En sciences, les élèves déclarant ne jamais ou presque jamais recourir à l'IA pour rédiger un devoir obtiennent en moyenne 509 points ; ceux qui l'utilisent quotidiennement plafonnent à 481, selon les données rapportées par l'OCDE. L'écart de 28 points équivaut à environ une année et demie de scolarité. L'usage reste minoritaire : 14 % des élèves disent ne jamais s'en servir, moins de 20 % l'emploient presque tous les jours, avec de forts contrastes nationaux (près de 40 % au Japon contre 4 % au Vietnam).

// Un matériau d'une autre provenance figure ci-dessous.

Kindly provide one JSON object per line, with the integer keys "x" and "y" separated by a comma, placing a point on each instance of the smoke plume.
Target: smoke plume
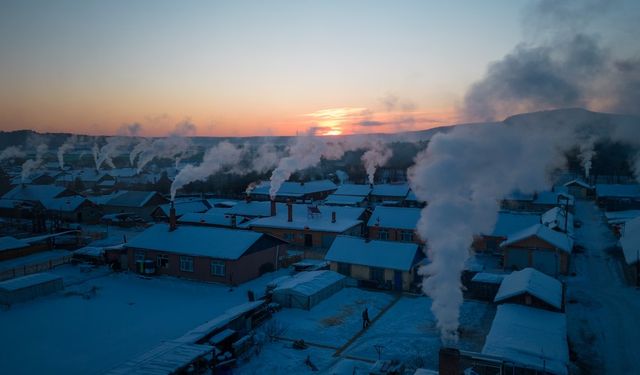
{"x": 221, "y": 156}
{"x": 66, "y": 146}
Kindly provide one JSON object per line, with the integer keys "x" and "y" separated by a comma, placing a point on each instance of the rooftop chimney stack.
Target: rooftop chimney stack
{"x": 172, "y": 217}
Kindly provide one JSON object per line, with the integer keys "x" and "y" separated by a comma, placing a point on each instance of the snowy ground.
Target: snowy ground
{"x": 404, "y": 327}
{"x": 75, "y": 332}
{"x": 602, "y": 310}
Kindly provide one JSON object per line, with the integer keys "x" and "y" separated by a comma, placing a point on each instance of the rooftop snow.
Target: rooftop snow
{"x": 212, "y": 242}
{"x": 310, "y": 282}
{"x": 533, "y": 282}
{"x": 630, "y": 240}
{"x": 559, "y": 240}
{"x": 395, "y": 217}
{"x": 28, "y": 281}
{"x": 11, "y": 243}
{"x": 530, "y": 337}
{"x": 390, "y": 190}
{"x": 383, "y": 254}
{"x": 353, "y": 189}
{"x": 512, "y": 222}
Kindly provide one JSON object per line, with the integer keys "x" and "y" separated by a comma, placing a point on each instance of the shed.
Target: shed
{"x": 28, "y": 287}
{"x": 307, "y": 289}
{"x": 532, "y": 288}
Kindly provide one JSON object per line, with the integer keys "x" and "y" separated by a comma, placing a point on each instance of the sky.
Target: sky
{"x": 245, "y": 68}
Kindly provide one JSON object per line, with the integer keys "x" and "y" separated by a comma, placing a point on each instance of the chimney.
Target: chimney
{"x": 449, "y": 361}
{"x": 172, "y": 217}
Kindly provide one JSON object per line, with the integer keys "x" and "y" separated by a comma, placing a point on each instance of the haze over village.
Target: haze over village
{"x": 339, "y": 187}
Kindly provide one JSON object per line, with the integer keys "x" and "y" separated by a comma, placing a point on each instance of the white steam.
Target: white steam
{"x": 66, "y": 146}
{"x": 221, "y": 156}
{"x": 462, "y": 175}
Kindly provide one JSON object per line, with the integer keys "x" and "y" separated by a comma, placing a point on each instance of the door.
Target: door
{"x": 397, "y": 281}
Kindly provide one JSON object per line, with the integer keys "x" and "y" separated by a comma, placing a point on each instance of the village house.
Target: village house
{"x": 202, "y": 253}
{"x": 375, "y": 263}
{"x": 532, "y": 288}
{"x": 298, "y": 191}
{"x": 539, "y": 247}
{"x": 394, "y": 224}
{"x": 389, "y": 194}
{"x": 141, "y": 203}
{"x": 310, "y": 228}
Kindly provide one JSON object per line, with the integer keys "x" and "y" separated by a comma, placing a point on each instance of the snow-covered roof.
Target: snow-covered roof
{"x": 534, "y": 282}
{"x": 165, "y": 359}
{"x": 578, "y": 182}
{"x": 552, "y": 197}
{"x": 64, "y": 204}
{"x": 557, "y": 239}
{"x": 28, "y": 281}
{"x": 346, "y": 218}
{"x": 532, "y": 338}
{"x": 353, "y": 189}
{"x": 218, "y": 322}
{"x": 309, "y": 283}
{"x": 618, "y": 191}
{"x": 131, "y": 199}
{"x": 512, "y": 222}
{"x": 296, "y": 189}
{"x": 346, "y": 200}
{"x": 555, "y": 219}
{"x": 488, "y": 278}
{"x": 35, "y": 192}
{"x": 185, "y": 207}
{"x": 11, "y": 243}
{"x": 383, "y": 254}
{"x": 390, "y": 190}
{"x": 395, "y": 217}
{"x": 630, "y": 240}
{"x": 211, "y": 242}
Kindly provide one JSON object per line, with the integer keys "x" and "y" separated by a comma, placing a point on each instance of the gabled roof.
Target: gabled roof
{"x": 558, "y": 240}
{"x": 533, "y": 282}
{"x": 512, "y": 222}
{"x": 132, "y": 199}
{"x": 383, "y": 254}
{"x": 35, "y": 192}
{"x": 532, "y": 338}
{"x": 391, "y": 190}
{"x": 212, "y": 242}
{"x": 353, "y": 189}
{"x": 11, "y": 243}
{"x": 630, "y": 240}
{"x": 617, "y": 191}
{"x": 578, "y": 182}
{"x": 395, "y": 217}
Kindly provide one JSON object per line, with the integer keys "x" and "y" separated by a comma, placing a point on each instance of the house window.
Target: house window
{"x": 344, "y": 269}
{"x": 376, "y": 274}
{"x": 186, "y": 264}
{"x": 163, "y": 261}
{"x": 217, "y": 268}
{"x": 407, "y": 235}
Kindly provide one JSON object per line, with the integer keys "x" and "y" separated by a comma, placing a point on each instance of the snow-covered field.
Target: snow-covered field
{"x": 77, "y": 332}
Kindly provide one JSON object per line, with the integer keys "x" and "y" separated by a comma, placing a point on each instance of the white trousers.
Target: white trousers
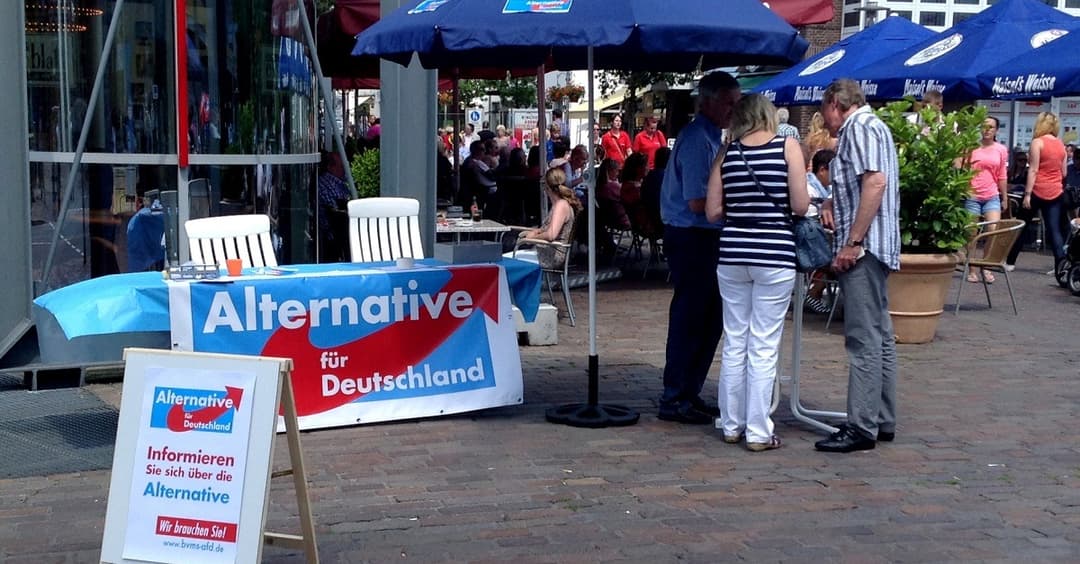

La corrélation ne condamne pas l'outil. Parmi les utilisateurs quotidiens, ceux à qui l'on a appris à vérifier et à évaluer les réponses générées gagnent 13 points sur ceux laissés seuls devant leur chatbot. Les élèves d'un usage modéré, une à deux fois par semaine, devancent à la fois les usagers rares et les usagers quotidiens. Pour l'OCDE, l'IA doit servir d'échafaudage, pas de béquille.

La distraction, y compris celle des voisins

Le numérique pèse aussi hors des devoirs. Plus d'un élève sur quatre déclare que ses camarades sont distraits par leurs appareils à presque chaque cours de sciences. Cette distraction déteint : les élèves entourés de voisins happés par un écran obtiennent de moins bons scores, se disent moins engagés et ressentent un plus faible sentiment d'appartenance à leur établissement. Numerama parle de « distraction passive », celle qu'un élève subit sans toucher lui-même à un écran. En parallèle, la part d'élèves pratiquant la lecture hâtive, qui parcourent un texte sans le traiter, atteint 9 % et a presque doublé depuis 2018.

Ces mesures arrivent au moment où les scores plongent. Les moyennes OCDE en lecture et en mathématiques tombent à leur plus bas niveau jamais enregistré, avec un recul de 28 points en lecture et de 22 points en mathématiques entre 2015 et 2025. La France suit la même pente, que détaille notre article sur le décrochage en maths. Le numérique n'est qu'une pièce d'un dossier scolaire plus large, de la refonte des examens face à l'IA à ses effets sur la santé mentale. Sur ce volet, PISA reste déclarative : les élèves rapportent eux-mêmes leur usage de l'IA et la distraction de leurs camarades, un indicateur que l'OCDE mesure pour la première fois.